There is a tendency in cloud cost discussions to look for sophisticated optimization first. In my experience, a lot of spend disappears once the platform gets better at enforcing lifecycle on things that were never meant to be permanent.

The platform did not become cheaper because we found a clever algorithm. It became cheaper because we stopped paying for nighttime inertia.

12. Tagging, Review Loops, and Cost Ownership Made the Savings Stick

One-off savings are easy to lose if nobody owns the follow-through.

That is why tagging mattered for more than just reporting. Resources needed enough metadata around environment, service, and ownership that cost analysis could be tied back to a real engineering conversation. If a workload was unusually expensive, it should be possible to identify it quickly. If a platform service had grown well beyond what was expected, that should be visible before the end of the quarter. If an environment cost changed materially, the right people should not discover that by accident weeks later.

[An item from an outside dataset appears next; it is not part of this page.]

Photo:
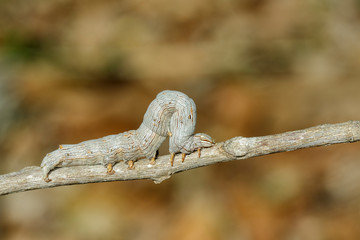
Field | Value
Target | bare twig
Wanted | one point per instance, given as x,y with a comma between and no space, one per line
236,148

Regular review loops helped keep the optimization work from turning into a one-time cleanup exercise. Daily checks, weekly summaries, and broader monthly or quarterly reviews were useful not because more meetings are inherently good, but because cost drift is rarely dramatic at the start. It accumulates. The earlier it is made visible, the easier it is to correct without disrupting platform work.

Alerts were part of that as well. The platform team and the relevant departmental leadership could see meaningful changes before they turned into unpleasant surprises. That kept cost discussions grounded in recent data rather than in stale assumptions.

This is one of the places where FinOps, when done properly, is just operational hygiene. Visibility only matters if it feeds a loop that people trust and respond to.

13. What Did Not Help

Some approaches were consistently less useful than they sounded.

Over-optimizing very small resources rarely moved the needle. It created noise and made people feel busy, but it did not address the meaningful parts of the bill. The real savings came from baseline compute, database commitments, storage lifecycle policy, and runtime discipline around ephemeral workloads.

Trying to optimize everything at once was also a mistake. Large platforms always have more potential savings ideas than anyone has time to pursue well. The right move was to start with the most structurally important cost drivers and only then work downward. That is much more effective than scattering attention across dozens of small items with unclear impact.

I was also cautious about making commitment decisions too early. Reserved capacity is powerful when it matches reality. It is much less attractive when it is being used to paper over a platform that has never been properly understood. The right order was visibility first, then baseline analysis, then commitments.

The same was true of tooling. Tools can help, but they do not replace judgment. Cost optimization only becomes durable when the platform model itself is sane enough that the numbers mean something.